Grid'5000 user report for Stephane Ayache
User informationStephane Ayache (users, user, sophia, irim, ml-users user)
More user information in the user management interface.
- Concept Indexing in Images and Videos (Application) [in progress]
Description: In this experiment we want to study methods for concept indexing in images and videos. The goal is to train image or video shot classifiers using supervised learning and to evaluate them using annotated data. Computations involve computing descriptors, training classifiers and performing fusion. The target scale is in millions of images or video shots and hundreds or thousands of concepts. Several ``runs'' will have to be conducted for identifying the best combination for descriptors, classifiers and fusion methods and for tuning the associated global parameters.

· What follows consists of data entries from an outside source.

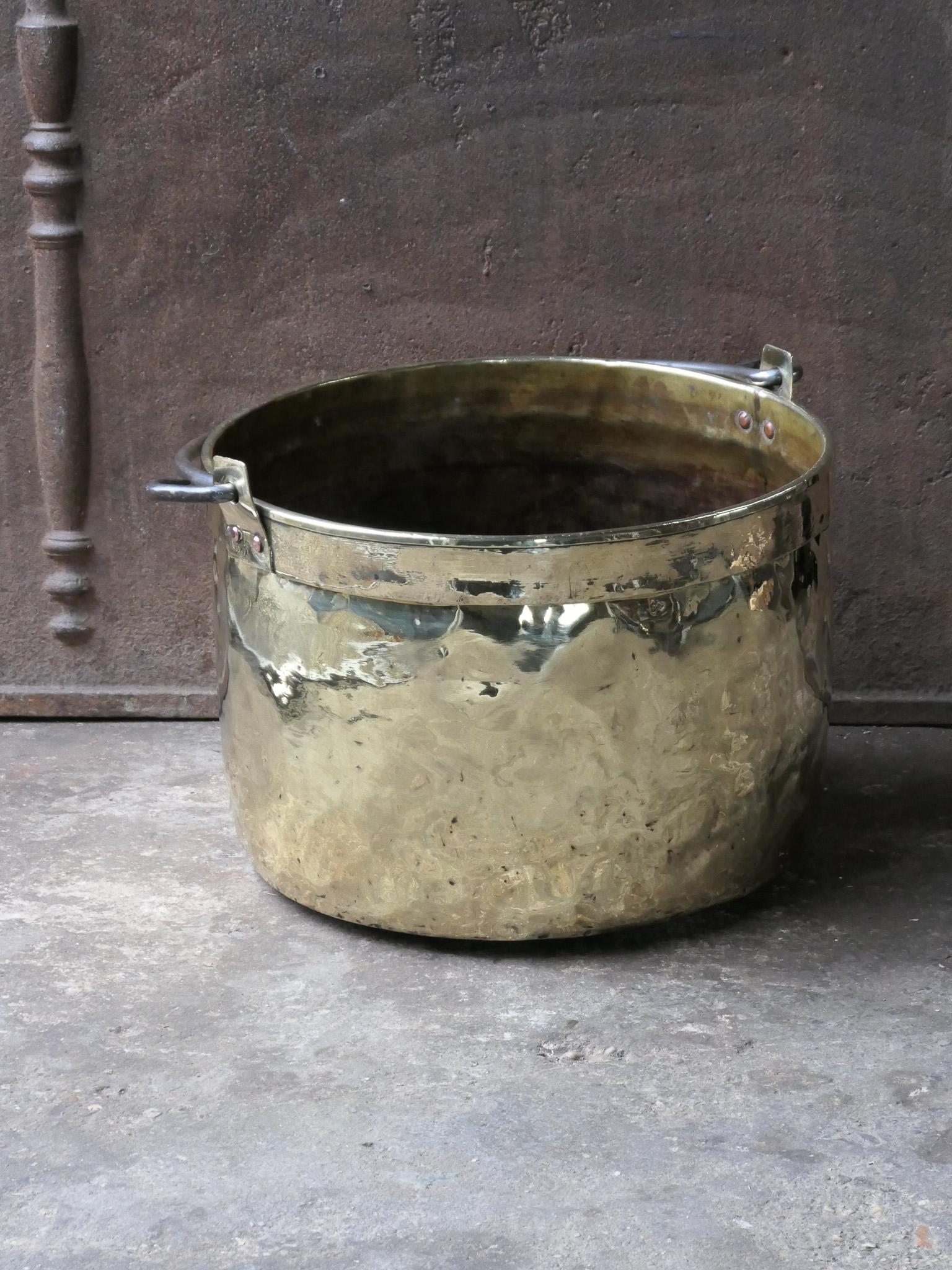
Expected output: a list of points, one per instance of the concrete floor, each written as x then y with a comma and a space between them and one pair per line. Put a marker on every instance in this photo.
198, 1073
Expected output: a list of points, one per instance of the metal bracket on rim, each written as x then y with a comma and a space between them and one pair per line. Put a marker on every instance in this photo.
244, 533
777, 371
197, 487
778, 360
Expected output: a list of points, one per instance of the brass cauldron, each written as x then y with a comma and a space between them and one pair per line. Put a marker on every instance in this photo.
573, 675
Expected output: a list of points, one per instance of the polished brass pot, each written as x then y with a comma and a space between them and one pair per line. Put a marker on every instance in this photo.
573, 675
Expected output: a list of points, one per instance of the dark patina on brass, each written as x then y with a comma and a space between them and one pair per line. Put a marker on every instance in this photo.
521, 648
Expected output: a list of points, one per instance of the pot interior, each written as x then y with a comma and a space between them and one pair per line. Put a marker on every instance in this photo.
517, 448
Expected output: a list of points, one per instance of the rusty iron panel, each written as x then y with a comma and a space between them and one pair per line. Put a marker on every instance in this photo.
273, 195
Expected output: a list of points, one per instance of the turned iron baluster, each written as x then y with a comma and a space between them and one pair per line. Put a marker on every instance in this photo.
47, 51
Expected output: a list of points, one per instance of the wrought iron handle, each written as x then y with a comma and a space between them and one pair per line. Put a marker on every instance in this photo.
198, 486
747, 373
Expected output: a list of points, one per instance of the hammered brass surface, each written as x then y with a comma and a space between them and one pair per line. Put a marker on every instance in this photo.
523, 734
521, 773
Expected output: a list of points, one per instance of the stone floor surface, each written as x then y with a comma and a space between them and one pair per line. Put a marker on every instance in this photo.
196, 1073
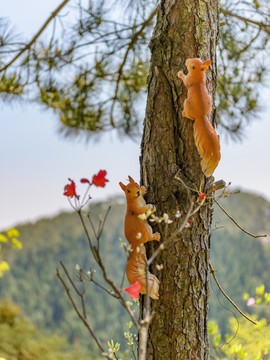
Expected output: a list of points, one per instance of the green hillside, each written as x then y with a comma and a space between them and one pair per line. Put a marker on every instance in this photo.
242, 263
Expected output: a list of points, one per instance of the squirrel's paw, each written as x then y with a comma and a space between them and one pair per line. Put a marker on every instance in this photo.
180, 74
156, 236
143, 190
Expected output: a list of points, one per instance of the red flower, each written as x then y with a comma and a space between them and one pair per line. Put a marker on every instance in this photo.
70, 189
201, 196
99, 179
133, 290
85, 181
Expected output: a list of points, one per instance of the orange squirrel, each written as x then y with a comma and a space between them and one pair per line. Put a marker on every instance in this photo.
198, 106
137, 232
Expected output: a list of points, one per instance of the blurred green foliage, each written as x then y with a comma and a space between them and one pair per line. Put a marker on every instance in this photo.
20, 339
242, 264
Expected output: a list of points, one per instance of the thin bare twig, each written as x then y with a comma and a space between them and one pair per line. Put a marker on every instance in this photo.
34, 39
79, 293
263, 26
87, 325
240, 227
213, 272
130, 46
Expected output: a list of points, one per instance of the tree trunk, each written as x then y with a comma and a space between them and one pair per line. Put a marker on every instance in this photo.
184, 29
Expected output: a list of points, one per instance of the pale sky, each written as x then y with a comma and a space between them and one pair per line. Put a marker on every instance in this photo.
35, 161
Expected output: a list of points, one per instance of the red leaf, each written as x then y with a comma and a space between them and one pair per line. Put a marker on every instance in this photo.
133, 290
201, 196
99, 179
70, 190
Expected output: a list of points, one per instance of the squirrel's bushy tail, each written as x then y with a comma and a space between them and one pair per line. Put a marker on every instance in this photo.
135, 270
207, 143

This work is related to the IRIM project supported by GDR ISIS and by the APIMS MSTIC project supported by UJF. In 2011, the following IRIM members participated to the semantic indexing task of the TRECVID 2011 evaluation campaign:
- LIG/MRIM: Georges Quénot, Bahjat Safadi, Yubing Tong, Franck Thollard,
- ETIS/LIP6: Philippe Gosselin/Matthieu Cord,
- IRIT: Hervé Bredin, Lionel Koenig,
- LaBRI: Boris Mansencal, Hugo Boujut, Jenny Benois-Pineau,
- LIF: Stephane Ayache,
- LISTIC: Patrick Lambert,
- GIPSA: Denis Pellerin, Lional Granjon.
The TRECVID 2011 semantic indexing (SIN) task aims at annotating 346 visual or multi-modal concepts in about 146K video shots. A development set of about 266K video shots partially annotated with the 346 concepts is given for system training and tuning.
A common data organization and exchange format has been set up. These partners provided audio and image features, 44 in total. These features were evaluated individually using three different types of classifiers: "classical" SVMs, multi-learner SVMs and KNNs. Global classification systems were built by fusing the output of all the classifier types applied to all the descriptor types. This was done using a hierarchical fusion approach.

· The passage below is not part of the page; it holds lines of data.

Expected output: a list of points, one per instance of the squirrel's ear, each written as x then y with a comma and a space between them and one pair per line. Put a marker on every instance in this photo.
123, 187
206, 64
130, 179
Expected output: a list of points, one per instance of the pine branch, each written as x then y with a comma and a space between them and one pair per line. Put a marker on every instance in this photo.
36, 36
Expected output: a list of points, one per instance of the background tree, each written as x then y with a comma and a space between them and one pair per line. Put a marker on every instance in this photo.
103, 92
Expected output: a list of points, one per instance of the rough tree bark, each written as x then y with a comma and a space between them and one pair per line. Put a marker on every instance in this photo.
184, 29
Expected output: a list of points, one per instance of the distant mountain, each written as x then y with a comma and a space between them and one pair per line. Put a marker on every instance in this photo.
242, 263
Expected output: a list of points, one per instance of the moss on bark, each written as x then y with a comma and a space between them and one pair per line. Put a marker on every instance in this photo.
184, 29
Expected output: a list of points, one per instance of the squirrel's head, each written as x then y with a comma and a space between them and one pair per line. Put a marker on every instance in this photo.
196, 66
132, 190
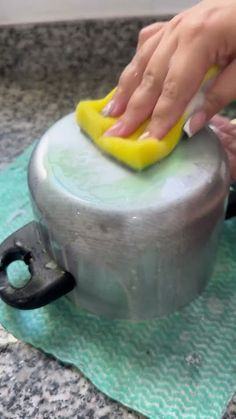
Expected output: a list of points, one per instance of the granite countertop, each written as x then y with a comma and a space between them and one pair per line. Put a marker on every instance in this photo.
44, 71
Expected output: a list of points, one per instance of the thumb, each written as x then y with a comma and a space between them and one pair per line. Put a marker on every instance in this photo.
220, 94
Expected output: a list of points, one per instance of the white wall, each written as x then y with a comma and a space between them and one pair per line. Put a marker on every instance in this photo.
27, 11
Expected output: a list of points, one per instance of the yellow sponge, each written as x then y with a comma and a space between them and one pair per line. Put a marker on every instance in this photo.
134, 153
131, 151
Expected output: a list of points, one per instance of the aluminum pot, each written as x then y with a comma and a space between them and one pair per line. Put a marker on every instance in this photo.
118, 243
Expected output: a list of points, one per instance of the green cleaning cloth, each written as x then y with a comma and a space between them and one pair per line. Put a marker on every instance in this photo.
181, 366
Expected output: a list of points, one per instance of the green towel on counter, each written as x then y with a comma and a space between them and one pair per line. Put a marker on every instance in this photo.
181, 366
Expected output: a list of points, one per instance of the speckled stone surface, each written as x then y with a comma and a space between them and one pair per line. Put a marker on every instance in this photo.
44, 71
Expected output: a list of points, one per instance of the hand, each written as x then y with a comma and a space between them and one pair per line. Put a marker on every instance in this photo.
169, 65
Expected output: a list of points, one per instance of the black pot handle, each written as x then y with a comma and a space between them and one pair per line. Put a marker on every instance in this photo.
231, 208
48, 281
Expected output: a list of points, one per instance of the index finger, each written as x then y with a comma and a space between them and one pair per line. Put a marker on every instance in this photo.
184, 77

Experiments performed showed that fusing the output of several descriptors significantly improve the performance over implementations using a single descriptor. Moreover, we also demonstrated that fusing the results obtained with several variants of a same descriptor (changing the number of bins in a histogram for instance) also improves the performance. Similarly, fusing the output of different classifiers applied to a same descriptor also improve the performance over the one of the best classifier. Finally, global systems including all these types of fusion were developed for the IRIM submissions at the TRECVID evaluation. The IRIM group obtained the third place in a total of 19 partictpating groups worldwide.GRID 5000 was essential as a support for this collaboration. It has been used by the IRIM members to exchange data, to compute and share the descriptors, to compute and share the individual classification results and finally to perform the fusion experiments. Hundreds of nodes were used over several weeks in order to test the various combinations for the fusion and identify the best ones. This would not have been possible or in a very limited way without the GRID'5000 resources.
09 of August 2010, submission of runs of the irim project to the TRECVID competition.
28 of August 2010, submission of runs to the PASCAL VOC challenge (large scale task).
- Semantic Multimedia Indexing (Application) [in progress]
Description: Doing experiments on semantic indexing for multimedia documents, with application to multimedia data mining and/or multimedia information retrieval. The main difficulty for reaching a reasonable performance for concept detection in multimedia documents comes from the "semantic gap" between the raw multimedia contents and the elements that make sense to human beings. Using GRID'5000 architecture, we will try to deploy extensive learning/classification algorithms. We also want to better optimize the fusion of numerous document descriptions.